When it comes down to safety in the gym, it’s vital to ensure that you’re using the right pieces of equipment at the right time. For free weight exercises such as barbell squats, you simply must make sure that you perform them in a squat rack or failing that, a power rack.
Squat racks are not only there to assist you with un-racking and re-racking the weights when you’re finished, they’re also there to keep you safe during the exercise. Despite being found in virtually every commercial gym you could imagine, some people that use squat racks are still using them incorrectly. Here’s a look at 3 common mistakes people make when using squat racks, and at what you can do to ensure you don’t make them yourself.
Positioning the bar too high
Assuming you’re using a squat rack for squats, one of the worst mistakes you can make is positioning the bar too high on the rack. If the bar is too high, when the time comes to un-rack the weight you may find that you need to stand on your tiptoes to get the bar off the rack. This will put you off balance and if you’re unbalanced you could trip over, drop the bar, or injure yourself in a variety of other ways too. When you un-rack the bar, you need to ensure that you’re as stable and as balanced as you can possibly be.

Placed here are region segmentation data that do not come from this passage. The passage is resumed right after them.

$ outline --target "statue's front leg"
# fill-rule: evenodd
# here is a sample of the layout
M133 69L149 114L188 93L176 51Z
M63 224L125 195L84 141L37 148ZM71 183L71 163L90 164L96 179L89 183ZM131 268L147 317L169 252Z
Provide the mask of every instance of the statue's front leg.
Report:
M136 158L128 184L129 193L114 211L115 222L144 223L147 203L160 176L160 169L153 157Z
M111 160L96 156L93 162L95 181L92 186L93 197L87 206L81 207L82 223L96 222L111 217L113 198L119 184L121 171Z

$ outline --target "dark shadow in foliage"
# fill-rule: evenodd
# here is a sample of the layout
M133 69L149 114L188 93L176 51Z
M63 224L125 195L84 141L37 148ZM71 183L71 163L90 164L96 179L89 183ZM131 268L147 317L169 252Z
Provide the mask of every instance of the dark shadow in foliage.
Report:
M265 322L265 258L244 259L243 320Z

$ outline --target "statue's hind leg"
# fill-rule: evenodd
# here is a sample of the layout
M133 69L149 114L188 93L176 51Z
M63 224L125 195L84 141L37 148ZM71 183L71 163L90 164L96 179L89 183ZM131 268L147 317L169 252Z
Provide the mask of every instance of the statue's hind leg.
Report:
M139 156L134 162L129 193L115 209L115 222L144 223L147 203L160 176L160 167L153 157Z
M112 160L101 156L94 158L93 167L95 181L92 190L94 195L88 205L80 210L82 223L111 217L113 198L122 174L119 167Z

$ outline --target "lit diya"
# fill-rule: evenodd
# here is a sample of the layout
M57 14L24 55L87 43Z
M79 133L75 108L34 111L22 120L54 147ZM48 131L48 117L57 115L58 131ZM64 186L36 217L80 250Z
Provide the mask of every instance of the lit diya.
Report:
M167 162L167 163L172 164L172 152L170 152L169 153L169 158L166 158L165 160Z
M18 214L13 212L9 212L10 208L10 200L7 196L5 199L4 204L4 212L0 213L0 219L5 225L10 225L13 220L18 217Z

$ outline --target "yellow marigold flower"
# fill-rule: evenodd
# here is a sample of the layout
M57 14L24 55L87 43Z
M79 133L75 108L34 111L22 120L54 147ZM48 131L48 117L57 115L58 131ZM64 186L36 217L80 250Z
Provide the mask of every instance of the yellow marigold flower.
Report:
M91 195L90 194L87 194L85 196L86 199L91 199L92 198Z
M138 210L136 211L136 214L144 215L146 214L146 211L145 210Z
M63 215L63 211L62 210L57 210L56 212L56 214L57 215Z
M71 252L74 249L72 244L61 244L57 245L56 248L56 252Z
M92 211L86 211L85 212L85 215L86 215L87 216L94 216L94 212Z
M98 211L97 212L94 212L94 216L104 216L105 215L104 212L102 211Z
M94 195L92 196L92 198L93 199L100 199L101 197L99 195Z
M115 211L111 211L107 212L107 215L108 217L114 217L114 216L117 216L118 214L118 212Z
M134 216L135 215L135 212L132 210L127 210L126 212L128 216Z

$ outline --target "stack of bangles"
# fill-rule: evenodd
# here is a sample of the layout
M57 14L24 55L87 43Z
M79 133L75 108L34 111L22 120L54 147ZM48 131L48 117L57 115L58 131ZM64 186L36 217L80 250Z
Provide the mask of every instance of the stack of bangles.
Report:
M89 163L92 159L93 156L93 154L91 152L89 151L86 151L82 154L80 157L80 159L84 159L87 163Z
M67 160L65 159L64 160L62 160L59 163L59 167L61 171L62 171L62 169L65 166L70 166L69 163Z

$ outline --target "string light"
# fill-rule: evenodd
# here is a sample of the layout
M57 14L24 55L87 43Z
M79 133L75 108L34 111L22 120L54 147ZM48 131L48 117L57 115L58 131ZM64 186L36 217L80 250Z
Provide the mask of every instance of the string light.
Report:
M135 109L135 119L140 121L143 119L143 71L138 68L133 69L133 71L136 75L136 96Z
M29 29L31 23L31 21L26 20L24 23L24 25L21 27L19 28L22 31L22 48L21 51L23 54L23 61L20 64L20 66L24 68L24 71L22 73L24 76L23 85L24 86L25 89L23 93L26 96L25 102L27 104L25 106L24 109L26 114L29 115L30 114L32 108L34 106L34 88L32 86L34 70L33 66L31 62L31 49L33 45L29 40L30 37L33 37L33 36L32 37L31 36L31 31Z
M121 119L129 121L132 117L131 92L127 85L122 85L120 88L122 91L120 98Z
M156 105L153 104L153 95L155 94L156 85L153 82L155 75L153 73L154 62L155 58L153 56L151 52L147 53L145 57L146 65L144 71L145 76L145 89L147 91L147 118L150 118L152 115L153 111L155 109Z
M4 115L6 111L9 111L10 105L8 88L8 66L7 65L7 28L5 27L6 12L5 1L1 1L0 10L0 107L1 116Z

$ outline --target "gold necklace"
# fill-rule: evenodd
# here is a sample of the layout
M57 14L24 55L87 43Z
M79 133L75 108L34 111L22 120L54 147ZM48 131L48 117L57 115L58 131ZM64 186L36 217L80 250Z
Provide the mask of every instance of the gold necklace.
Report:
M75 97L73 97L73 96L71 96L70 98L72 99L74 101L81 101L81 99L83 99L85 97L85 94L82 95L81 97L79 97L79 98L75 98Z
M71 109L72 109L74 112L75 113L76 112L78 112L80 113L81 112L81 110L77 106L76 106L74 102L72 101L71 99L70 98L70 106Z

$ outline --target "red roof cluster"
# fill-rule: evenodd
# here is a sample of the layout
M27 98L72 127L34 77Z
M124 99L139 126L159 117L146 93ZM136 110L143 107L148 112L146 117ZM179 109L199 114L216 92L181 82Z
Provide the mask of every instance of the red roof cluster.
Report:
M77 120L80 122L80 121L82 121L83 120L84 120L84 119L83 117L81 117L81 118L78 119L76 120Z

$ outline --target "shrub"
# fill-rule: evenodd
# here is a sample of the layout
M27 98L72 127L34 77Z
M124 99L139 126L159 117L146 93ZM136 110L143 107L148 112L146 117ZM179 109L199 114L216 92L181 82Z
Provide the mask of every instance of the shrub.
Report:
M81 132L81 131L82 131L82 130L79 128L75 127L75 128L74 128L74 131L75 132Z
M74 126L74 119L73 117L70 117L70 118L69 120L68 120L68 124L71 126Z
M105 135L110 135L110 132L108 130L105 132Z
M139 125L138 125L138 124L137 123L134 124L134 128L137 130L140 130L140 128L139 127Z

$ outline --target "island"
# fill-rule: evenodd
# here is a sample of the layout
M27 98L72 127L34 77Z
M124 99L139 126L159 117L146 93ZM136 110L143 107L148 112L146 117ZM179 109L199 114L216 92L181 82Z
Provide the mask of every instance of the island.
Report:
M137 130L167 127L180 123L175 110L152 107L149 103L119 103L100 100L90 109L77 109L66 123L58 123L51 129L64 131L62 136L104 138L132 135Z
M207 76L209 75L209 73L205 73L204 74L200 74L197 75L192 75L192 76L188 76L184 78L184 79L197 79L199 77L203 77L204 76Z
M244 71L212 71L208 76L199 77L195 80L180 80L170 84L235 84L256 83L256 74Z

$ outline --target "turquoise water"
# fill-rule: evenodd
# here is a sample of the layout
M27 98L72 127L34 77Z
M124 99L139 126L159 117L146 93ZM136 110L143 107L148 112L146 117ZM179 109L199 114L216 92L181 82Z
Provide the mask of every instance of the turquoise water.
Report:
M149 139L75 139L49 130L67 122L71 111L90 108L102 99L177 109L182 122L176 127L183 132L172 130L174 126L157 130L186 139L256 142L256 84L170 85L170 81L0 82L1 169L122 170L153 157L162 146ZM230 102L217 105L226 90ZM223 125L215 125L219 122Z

Positioning the bar too low
Another very common mistake that people make for squats is positioning the bar too low on the rack. Because they’re worried of losing their balance if the bar is too high, people often try to play it safe and position the bar too low. This is equally as dangerous because you’ll need to bend down to lift the weight off, and then stand back up with the bar now across your back/shoulders. This puts pressure on your back and spine and could result in a very painful injury.
Feeling overly safe and lifting heavy
Squat racks are fantastic inventions that have saved lives in the past and have prevented countless injuries in the process. They’re designed with safety and functionality in mind. Squat racks are great because they do allow people to train heavy when alone, without the benefit of a spotter. If you get into trouble and can’t lift the weight, you simply roll it off of your shoulders, or from wherever it happens to be depending on which exercise you’re doing, and let the safety bars catch it.

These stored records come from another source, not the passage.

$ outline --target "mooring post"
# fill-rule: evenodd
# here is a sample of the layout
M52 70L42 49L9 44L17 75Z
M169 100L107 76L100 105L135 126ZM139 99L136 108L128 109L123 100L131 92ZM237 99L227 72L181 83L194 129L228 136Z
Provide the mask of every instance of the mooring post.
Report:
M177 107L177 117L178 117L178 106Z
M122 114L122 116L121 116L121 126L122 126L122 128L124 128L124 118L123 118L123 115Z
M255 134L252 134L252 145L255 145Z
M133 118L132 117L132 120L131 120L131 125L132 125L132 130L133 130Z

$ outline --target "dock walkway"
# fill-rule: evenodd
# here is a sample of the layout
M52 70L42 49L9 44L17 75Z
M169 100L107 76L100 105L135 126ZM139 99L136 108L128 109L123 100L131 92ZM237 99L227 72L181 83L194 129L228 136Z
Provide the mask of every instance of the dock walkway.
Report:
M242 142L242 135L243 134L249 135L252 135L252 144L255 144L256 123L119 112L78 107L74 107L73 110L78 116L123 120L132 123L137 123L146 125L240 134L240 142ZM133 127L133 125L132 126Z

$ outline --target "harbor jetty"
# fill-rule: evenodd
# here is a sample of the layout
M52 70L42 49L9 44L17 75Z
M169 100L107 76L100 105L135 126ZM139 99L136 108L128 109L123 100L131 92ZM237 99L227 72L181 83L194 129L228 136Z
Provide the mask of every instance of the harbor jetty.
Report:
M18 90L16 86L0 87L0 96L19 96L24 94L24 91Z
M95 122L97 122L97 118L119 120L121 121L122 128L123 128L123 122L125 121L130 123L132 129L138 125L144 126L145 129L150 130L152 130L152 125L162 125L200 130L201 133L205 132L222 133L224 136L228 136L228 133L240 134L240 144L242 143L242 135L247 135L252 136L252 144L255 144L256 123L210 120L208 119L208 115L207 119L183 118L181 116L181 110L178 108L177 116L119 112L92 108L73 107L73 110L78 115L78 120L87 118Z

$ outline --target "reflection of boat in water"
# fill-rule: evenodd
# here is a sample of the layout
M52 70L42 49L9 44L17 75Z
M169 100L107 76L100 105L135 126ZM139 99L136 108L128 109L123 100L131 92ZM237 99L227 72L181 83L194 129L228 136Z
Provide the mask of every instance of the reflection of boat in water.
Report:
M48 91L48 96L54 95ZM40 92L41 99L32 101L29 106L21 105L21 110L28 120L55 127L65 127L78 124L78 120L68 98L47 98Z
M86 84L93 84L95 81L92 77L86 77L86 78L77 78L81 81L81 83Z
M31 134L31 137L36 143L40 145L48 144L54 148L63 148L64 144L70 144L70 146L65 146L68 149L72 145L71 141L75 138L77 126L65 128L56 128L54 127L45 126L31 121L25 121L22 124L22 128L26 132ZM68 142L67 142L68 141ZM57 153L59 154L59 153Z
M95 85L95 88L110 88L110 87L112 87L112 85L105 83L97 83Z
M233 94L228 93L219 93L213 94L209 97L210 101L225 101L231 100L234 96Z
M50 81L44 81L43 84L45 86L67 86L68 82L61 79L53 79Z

However, some people fall into a false sense of security when using squat racks and they train heavier than they should because they think they’ll be safe. Yes, the rack will indeed offer a layer of protection and it will stop them from being crushed by the bar, but it does not guarantee that you’ll be safe, or injury-free, if you try lifting weights which are too heavy. Always assess your strength when using a squat rack and never train ridiculously heavy without a spotter.